L’insécurité : le nouveau paradigme de l’austérité
Rien ne va plus. Mais « on » veut faire croire le contraire, de ce que voient les yeux et ressentent les esprits, à l’aide de chiffres et de sondages tirés d’on ne sait de quelles enquêtes. « On » se moque de la « France d’en Bas », de celle des « ventres creux ».
En matière de sécurité publique, M. Emmanuel Valls et Mme Christiane Taubira organisent un déni de réalité. Leur posture offre un avantage tactique au mouvement bleu marine. Au reste, à chaque fois qu’un républicain s’obstine à refuser le réel, il affaiblit et la France et la République.
Partout, la « raison naturelle », c’est-à-dire le « bon sens », juge une politique publique à ses résultats et non pas à ses intentions, fussent-elles les plus belles. La sécurité publique s’est cristallisée en vœu pieux, quand on se souvient du discours du Bourget le 22 janvier 2012, dont la promesse était pourtant claire et même claironnante :
L’égalité, affirmait alors François Hollande, c’est aussi la sécurité pour tous. Vivre dans la peur est insupportable ! L’insécurité est une injustice sociale intolérable. Elle touche les plus modestes, les plus âgés, les plus jeunes, les plus fragiles. La sécurité est un droit et je le ferai respecter en créant des zones de sécurité prioritaires là où il y a les taux de délinquance les plus élevés, en mettant des postes supplémentaires, 1000 chaque année, dans la Justice, dans la Police, dans la Gendarmerie, en rapprochant les forces de l’ordre des citoyens. Et je lutterai contre tous les trafics, toutes les mafias. Pas plus que je n’accepte la délinquance financière, la fraude fiscale, pas plus je ne tolère qu’un petit caïd avec sa bande mette une cité en coupe réglée et fasse vivre à ses habitants un enfer. Tous ceux-là, les délinquants financiers, les fraudeurs, les petits caïds, je les avertis : ceux qui ont pu croire que la loi ne les concernait pas, le prochain président les prévient, la République, oui, la République vous rattrapera !

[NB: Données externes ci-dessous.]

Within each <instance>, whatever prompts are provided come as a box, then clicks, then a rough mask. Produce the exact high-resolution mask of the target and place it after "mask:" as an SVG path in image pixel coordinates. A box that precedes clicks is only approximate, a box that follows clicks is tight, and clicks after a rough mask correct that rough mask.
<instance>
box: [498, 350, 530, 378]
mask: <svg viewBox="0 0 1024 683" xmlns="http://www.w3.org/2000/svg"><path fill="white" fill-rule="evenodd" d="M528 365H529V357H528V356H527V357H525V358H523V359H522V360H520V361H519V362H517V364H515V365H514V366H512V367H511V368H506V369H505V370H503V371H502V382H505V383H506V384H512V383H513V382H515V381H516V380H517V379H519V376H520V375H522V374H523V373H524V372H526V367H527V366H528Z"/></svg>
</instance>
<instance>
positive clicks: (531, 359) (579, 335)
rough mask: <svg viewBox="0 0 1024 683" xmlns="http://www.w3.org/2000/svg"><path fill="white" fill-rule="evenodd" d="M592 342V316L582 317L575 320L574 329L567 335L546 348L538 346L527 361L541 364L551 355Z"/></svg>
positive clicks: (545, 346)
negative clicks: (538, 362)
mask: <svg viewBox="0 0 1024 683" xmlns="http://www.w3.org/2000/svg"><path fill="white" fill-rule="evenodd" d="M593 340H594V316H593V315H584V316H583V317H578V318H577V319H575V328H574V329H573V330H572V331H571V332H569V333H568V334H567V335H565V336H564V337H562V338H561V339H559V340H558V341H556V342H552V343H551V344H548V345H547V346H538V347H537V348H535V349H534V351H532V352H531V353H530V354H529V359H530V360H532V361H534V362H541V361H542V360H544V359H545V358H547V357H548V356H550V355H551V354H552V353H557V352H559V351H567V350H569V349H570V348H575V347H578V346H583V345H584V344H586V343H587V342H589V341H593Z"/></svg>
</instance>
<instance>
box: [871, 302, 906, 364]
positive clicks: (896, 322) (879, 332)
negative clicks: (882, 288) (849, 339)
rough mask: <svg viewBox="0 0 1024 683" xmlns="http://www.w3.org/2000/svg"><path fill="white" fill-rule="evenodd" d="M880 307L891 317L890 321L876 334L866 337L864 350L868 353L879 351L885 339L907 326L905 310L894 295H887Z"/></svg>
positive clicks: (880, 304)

Depuis, formidable ironie de l’histoire, c’est Médiapart qui a « rattrapé » le fraudeur fiscal en chef, Jérôme Cahuzac, alors que la République a semblé, un moment, le protéger en feignant de croire en ses « vrais » mensonges et ses hautes balivernes. Mais, plus inquiétant, depuis le beau et pieux discours, l’insécurité et la délinquance ont progressé. On tue à Marseille, aujourd’hui bien plus qu’hier. Jeunes contre jeunes, les assassinats y sont de plus en plus scabreux et atroces. Les quartiers nord sont livrés à eux-mêmes. Plus bas, l’Île de beauté n’est pas en reste. On y règle « les comptes », en plein jour. Facture à l’arme de guerre. Paris n’est nullement épargné. Et ses banlieues sont abandonnées. En prison, les détenus ont désormais un héros : Redouane Faïd.
Mis à part Mme Christiane Taubira, qui veut le nier ? C’est que, audacieuse, chiffres à l’appui, elle vient de créer un paradigme sociologique : « plus une crise sociale et économique est forte, moins il y a de délinquance ». Donc, plus d’austérité produira moins de délinquance.
Emmanuel Valls, lui, est bien plus modeste. Totalement impuissant, il s’est convaincu qu’à imiter la démarche de Mac Garrett, héros d’Hawaï Five-0, Police d’État, mais aussi à emprunter les sourcils froncés de Charles Pasqua et à parler avec résolution comme Nicolas Sarkozy suffiraient à effrayer les caïds et à enrayer la délinquance. Il n’a pas de résultats. S’il n’a pas réussi, dans sa ville, comment le pouvait-il au niveau national ? Or, il serait même pressenti comme Premier ministre. Ce qui revient à formuler le deuxième paradigme gouvernemental : plus on échoue, plus on gagne en responsabilité.
Même à petits pas, la droitisation constante du gouvernement est une impasse. C’est l’idée de droitisation qui est mauvaise. En effet, si elle a avait été bonne et adéquate, Nicolas Sarkozy et François Fillon n’auraient pas échoué.
C’est que les socio-démocrates du Parti socialiste ont toujours la faiblesse de croire qu’ils sauraient mieux appliquer que la droite une politique libérale. Ils avancent avec courage vers une impasse qui, à bien des égards, rappelle celle d’avril 2001.
Le gouvernement et le Parti socialiste traversent une double crise. Tout d’abord, une crise de la connaissance. Ils ne savent pas ce qu’est l’insécurité. Ensuite, une crise de la volonté. La mollesse publique, si bien décrite par Bossuet, est la conséquence de cette double crise, et non sa cause comme le croient maints journalistes et sociologues.